Las imprentas de San Luis Potosí a finales del siglo XIX eran establecimientos modestos con una influencia desproporcionada. Ubicadas en locales pequeños del centro, estas máquinas de hierro eran el centro de gravedad de las ideas peligrosas.
No se necesitaba una gran infraestructura para cambiar la opinión pública; bastaba con una prensa manual, unos cuantos tipos móviles y un editor con suficiente valor. Por esta razón, el gobierno mantenía una vigilancia estrecha sobre cada taller que abría sus puertas.
Tener una imprenta era estar bajo la lupa. Los oficiales de policía conocían perfectamente quién entraba y salía de estos lugares. Se vigilaba no solo lo que se imprimía, sino a quién se le vendía el material.
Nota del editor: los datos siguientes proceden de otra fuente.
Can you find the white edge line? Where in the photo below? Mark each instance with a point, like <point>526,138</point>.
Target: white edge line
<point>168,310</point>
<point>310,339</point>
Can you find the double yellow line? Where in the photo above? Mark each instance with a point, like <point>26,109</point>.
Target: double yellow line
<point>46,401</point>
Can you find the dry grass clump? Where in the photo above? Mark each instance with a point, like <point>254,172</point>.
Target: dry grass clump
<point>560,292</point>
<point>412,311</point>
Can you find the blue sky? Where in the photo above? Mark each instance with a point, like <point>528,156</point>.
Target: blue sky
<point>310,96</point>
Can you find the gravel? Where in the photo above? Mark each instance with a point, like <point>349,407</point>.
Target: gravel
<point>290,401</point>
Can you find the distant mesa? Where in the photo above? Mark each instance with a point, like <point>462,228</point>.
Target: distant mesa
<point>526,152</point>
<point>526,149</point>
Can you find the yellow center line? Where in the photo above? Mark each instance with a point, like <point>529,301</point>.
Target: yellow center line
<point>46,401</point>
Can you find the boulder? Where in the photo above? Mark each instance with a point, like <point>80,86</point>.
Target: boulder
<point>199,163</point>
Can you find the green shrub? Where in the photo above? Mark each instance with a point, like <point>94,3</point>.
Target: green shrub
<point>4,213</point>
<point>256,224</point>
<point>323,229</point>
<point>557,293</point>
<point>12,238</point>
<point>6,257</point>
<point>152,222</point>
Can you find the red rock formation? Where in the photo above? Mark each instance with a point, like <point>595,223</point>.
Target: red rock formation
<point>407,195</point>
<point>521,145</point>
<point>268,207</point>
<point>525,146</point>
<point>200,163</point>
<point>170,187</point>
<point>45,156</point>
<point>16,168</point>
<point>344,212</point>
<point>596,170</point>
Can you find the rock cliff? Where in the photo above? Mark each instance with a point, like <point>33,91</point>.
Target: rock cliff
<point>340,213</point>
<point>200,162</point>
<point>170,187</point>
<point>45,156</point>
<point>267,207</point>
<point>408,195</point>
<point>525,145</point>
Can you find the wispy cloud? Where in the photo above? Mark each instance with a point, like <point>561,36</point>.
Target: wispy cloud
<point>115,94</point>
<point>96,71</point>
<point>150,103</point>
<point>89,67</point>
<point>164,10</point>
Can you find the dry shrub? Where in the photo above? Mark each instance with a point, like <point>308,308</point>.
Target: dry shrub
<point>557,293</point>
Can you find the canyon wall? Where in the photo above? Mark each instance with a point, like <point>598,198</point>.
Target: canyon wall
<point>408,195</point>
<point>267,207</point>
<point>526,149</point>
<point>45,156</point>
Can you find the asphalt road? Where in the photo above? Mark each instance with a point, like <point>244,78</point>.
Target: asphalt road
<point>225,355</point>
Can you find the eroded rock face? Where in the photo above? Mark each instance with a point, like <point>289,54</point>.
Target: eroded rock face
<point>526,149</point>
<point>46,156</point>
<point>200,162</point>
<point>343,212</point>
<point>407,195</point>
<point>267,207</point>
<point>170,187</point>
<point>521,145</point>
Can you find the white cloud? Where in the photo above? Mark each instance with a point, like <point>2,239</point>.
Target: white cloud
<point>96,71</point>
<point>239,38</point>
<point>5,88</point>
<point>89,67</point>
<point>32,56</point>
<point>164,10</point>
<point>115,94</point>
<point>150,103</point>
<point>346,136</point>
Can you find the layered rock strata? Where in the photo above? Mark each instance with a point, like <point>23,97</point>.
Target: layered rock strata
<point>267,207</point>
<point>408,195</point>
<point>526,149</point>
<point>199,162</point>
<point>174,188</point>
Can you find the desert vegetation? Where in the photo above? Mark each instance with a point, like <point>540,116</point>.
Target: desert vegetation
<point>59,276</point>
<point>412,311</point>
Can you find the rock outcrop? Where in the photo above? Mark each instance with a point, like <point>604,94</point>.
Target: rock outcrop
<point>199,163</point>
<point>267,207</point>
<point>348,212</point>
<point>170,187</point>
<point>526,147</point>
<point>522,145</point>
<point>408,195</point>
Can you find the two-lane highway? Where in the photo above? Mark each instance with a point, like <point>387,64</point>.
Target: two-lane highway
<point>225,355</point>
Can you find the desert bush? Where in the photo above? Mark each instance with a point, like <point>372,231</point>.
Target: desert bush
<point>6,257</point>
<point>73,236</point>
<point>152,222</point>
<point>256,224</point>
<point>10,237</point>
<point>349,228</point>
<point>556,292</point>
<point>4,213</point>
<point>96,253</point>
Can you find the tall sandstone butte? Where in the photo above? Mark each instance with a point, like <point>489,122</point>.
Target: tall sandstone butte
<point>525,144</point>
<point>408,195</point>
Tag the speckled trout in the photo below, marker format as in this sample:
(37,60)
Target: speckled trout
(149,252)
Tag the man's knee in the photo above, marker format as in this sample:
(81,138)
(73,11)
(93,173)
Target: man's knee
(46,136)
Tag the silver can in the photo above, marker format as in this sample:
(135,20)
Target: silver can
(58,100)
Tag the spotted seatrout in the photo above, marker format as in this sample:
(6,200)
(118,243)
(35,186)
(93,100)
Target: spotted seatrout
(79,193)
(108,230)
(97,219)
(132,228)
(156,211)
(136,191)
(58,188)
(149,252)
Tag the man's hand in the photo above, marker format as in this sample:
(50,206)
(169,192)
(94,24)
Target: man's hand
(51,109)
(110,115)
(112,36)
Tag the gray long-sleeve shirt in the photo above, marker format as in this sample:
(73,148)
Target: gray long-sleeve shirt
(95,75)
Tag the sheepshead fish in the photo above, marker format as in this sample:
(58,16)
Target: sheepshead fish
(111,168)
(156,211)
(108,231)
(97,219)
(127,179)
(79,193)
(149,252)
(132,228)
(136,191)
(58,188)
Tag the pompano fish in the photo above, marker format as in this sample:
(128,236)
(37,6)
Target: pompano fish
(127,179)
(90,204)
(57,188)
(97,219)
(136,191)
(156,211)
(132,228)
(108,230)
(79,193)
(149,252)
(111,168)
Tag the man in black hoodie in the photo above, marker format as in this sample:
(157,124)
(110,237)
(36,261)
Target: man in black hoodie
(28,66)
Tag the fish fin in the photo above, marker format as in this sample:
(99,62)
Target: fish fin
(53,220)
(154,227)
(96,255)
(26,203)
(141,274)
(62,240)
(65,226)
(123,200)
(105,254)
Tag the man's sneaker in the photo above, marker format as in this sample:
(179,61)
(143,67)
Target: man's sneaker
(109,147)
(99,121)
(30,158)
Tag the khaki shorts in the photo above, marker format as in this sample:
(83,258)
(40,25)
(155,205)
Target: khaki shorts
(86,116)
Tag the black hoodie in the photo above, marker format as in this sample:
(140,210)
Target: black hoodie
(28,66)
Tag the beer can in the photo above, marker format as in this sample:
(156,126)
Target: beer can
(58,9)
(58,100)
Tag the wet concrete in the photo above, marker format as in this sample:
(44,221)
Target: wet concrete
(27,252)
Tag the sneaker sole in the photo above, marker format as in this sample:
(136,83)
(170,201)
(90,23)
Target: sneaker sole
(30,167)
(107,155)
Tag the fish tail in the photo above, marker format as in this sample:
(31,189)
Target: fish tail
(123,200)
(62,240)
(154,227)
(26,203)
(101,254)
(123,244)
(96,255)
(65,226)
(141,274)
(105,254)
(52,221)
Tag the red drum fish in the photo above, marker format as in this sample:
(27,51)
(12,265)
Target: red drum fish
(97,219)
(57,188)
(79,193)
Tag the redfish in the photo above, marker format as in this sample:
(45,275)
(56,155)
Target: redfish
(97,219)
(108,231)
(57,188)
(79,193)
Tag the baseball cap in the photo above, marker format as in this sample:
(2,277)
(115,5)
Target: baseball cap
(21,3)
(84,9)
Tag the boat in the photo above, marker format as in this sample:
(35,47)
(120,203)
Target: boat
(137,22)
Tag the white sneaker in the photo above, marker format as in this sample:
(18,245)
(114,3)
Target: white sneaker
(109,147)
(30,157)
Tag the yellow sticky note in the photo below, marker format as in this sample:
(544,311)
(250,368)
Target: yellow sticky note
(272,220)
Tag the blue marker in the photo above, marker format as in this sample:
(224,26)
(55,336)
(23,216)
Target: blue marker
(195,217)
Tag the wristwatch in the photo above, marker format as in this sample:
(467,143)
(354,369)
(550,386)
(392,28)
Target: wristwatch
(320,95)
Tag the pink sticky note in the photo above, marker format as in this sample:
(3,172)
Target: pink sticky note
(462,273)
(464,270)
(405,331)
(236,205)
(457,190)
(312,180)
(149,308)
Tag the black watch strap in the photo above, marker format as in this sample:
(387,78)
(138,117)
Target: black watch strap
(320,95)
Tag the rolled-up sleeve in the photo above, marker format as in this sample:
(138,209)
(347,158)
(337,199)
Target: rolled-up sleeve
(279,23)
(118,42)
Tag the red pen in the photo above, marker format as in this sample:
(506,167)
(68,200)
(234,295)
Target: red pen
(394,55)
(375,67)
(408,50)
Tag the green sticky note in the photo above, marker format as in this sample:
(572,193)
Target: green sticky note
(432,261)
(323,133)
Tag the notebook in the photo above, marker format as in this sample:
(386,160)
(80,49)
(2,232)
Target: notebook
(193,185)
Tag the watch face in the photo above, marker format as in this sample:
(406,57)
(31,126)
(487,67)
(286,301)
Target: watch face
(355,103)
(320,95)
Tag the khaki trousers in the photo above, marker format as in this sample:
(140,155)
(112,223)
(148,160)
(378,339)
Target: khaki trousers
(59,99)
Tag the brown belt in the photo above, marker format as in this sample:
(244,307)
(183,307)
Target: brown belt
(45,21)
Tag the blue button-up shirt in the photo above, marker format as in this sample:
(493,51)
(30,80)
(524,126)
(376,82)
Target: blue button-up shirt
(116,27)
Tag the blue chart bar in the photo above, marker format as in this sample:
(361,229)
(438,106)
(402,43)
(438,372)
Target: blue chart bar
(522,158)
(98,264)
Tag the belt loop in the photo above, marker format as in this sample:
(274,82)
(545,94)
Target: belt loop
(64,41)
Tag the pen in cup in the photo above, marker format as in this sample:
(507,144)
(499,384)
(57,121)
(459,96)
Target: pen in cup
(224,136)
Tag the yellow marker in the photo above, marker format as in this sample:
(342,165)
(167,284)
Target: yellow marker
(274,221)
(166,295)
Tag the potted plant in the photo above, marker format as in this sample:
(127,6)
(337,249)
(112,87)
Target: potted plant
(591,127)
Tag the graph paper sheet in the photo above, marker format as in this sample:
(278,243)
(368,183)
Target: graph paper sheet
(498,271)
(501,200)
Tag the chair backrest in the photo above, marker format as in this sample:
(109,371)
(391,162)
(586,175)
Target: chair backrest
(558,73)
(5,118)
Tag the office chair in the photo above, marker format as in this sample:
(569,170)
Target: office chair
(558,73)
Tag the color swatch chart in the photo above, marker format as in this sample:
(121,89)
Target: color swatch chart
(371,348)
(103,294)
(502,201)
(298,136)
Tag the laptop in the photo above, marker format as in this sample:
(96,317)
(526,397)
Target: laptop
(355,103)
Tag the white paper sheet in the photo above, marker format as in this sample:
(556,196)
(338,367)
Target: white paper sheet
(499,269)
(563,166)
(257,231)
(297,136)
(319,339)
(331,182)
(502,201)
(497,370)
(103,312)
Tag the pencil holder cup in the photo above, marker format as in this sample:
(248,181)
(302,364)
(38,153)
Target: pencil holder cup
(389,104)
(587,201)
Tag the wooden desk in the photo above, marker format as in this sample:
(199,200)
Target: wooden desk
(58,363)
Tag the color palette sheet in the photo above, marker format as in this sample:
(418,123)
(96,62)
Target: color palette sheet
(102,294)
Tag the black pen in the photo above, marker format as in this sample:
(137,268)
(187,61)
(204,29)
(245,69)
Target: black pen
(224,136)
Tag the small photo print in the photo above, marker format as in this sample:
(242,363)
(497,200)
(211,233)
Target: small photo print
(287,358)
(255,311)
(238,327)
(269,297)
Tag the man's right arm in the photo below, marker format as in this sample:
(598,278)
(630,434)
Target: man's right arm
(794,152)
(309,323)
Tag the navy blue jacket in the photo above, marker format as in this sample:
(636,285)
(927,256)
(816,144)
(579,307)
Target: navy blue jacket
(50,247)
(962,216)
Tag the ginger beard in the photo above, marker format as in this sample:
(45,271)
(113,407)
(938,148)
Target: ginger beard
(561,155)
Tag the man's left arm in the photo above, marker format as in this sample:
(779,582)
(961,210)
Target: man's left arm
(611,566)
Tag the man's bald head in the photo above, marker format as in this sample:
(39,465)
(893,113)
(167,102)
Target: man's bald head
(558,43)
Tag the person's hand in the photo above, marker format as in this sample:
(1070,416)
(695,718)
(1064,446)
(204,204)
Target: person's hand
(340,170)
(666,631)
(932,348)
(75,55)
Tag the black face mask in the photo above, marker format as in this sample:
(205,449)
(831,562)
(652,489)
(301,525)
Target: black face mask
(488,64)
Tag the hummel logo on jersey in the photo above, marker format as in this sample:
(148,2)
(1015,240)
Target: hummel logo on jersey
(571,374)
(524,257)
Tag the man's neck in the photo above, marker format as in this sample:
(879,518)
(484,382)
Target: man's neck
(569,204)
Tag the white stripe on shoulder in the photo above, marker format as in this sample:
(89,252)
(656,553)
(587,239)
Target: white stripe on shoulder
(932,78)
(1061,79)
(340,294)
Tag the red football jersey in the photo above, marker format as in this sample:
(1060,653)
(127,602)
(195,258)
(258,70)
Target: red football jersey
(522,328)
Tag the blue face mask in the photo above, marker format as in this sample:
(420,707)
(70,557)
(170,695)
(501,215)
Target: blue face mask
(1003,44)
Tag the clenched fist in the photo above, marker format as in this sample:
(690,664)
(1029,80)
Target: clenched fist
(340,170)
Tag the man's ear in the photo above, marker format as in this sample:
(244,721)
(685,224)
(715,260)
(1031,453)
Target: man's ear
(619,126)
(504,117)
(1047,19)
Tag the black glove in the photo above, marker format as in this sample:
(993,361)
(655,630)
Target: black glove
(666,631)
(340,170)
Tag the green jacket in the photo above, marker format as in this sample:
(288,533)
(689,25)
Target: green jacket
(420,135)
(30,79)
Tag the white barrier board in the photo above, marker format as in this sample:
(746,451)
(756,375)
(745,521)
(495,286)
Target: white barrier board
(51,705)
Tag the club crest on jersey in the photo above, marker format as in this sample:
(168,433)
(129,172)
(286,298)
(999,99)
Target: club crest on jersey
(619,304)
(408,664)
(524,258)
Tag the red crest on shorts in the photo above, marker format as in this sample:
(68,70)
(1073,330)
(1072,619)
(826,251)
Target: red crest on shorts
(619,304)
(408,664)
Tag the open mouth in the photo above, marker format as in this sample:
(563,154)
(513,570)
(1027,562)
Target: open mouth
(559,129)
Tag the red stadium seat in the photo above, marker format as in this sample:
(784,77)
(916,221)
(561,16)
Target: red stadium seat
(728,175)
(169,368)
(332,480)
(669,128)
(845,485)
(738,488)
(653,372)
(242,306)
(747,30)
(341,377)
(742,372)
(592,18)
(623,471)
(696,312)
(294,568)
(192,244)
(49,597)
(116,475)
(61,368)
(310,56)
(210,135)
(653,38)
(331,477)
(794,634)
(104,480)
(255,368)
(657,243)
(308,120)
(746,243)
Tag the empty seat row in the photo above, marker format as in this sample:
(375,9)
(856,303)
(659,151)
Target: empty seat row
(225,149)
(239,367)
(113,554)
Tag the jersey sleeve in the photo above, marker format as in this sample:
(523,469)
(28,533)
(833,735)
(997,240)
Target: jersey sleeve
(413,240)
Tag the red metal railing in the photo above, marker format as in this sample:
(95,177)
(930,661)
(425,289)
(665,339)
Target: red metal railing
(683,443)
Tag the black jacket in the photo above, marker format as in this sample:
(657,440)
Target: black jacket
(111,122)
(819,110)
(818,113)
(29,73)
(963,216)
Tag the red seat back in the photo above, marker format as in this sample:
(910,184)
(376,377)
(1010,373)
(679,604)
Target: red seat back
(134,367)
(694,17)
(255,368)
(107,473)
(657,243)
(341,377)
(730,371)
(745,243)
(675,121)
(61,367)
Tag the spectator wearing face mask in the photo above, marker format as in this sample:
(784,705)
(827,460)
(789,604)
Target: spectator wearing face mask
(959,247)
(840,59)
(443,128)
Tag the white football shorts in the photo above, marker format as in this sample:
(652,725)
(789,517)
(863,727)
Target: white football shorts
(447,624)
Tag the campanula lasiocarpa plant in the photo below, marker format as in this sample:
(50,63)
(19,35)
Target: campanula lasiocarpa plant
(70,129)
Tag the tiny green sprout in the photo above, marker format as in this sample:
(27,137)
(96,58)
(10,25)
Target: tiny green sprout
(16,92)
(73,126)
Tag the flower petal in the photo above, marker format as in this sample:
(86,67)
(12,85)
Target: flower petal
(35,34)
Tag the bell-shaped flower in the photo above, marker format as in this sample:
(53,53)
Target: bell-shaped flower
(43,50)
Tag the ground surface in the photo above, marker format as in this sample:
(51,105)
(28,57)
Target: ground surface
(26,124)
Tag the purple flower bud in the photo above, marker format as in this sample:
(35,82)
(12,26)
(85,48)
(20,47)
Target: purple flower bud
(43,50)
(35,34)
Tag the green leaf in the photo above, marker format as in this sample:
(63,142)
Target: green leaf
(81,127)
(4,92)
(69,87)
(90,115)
Esta presión obligó a muchos impresores a trabajar en la clandestinidad o a cambiar constantemente de domicilio para evitar las confiscaciones. A pesar de la vigilancia, las imprentas potosinas fueron las que permitieron que los planes revolucionarios y las críticas al sistema circularan por todo el país. Eran fábricas de pensamiento que operaban en el corazón de la ciudad, demostrando que en San Luis la tecnología más peligrosa siempre ha sido la que permite multiplicar las ideas.